-
-
Notifications
You must be signed in to change notification settings - Fork 162
Description
The current GPU Docker image pluja/whishper:latest-gpu uses CUDA 11.8, which is incompatible with newer NVIDIA GPUs from the RTX 50-series (e.g. RTX 5090).
When attempting to use GPU acceleration, transcription fails with the following error:
RuntimeError: cuBLAS failed with status CUBLAS_STATUS_NOT_SUPPORTED
Env
-GPU: NVIDIA GeForce RTX 5090
-Driver Version: 580.82.07
-Host CUDA Version: 13.0
-Docker Image: pluja/whishper:latest-gpu
-Image CUDA Version: 11.8 (PyTorch: torch==2.4.1+cu118)
Analysis
This appears to be caused by the image’s CUDA version (11.8), which does not support the compute capability of the latest RTX 50-series GPUs.
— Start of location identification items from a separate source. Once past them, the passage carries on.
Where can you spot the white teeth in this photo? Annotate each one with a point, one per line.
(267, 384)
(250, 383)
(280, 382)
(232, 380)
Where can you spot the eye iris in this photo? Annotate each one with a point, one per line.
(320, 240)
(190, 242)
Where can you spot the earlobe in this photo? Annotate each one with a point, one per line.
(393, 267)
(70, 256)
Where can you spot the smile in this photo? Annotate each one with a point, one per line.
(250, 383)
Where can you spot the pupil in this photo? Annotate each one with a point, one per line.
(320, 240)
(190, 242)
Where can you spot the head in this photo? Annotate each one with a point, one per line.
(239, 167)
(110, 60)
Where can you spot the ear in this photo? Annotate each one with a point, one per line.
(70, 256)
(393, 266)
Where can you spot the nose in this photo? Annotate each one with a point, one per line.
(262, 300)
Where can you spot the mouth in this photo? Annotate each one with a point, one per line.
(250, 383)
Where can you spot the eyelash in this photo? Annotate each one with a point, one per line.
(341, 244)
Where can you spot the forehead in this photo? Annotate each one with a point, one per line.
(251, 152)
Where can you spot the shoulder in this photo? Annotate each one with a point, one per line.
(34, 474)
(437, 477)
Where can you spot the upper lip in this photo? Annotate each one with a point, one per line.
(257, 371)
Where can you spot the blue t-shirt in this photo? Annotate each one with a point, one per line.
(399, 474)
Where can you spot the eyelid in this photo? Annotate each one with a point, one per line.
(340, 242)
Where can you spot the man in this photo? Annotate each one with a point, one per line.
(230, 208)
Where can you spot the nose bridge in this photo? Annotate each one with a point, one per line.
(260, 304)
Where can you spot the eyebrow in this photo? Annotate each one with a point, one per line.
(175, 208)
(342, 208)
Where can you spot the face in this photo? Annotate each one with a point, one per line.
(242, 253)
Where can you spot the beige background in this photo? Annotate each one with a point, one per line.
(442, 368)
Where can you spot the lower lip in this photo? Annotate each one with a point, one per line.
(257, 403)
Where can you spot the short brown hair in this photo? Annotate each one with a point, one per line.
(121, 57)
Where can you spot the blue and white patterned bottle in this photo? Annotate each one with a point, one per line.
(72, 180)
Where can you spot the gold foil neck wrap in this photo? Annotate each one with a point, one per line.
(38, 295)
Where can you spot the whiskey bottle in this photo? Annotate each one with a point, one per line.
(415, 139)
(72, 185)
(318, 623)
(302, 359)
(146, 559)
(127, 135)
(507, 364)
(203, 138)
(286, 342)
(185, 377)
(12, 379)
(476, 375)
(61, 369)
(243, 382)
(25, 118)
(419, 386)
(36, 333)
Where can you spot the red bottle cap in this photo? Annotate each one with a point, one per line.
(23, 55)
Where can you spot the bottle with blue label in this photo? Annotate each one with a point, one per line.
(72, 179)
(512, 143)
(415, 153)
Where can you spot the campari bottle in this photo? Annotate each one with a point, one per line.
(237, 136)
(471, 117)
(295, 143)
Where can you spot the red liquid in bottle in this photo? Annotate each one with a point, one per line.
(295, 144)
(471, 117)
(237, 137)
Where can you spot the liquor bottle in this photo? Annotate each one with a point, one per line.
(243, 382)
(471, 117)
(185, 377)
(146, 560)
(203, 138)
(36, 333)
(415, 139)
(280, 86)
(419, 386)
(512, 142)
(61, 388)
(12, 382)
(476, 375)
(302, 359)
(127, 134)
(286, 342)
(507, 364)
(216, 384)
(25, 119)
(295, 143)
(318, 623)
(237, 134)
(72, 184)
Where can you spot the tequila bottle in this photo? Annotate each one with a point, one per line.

Other containers using CUDA 12.6 on the same host work correctly, confirming this issue is image-specific rather than a host configuration problem.
Suggested solution
To restore GPU compatibility and performance:
- Update the base image from nvidia/cuda:11.8 to nvidia/cuda:12.6.0-runtime-ubuntu22.04 (or newer if possible).
- Upgrade PyTorch to a CUDA 12.x compatible version (e.g. torch>=2.5.0).
- Verify faster-whisper compatibility with the updated CUDA stack.
GPU acceleration would significantly improve transcription performance, especially on high-end GPUs like the RTX 5090.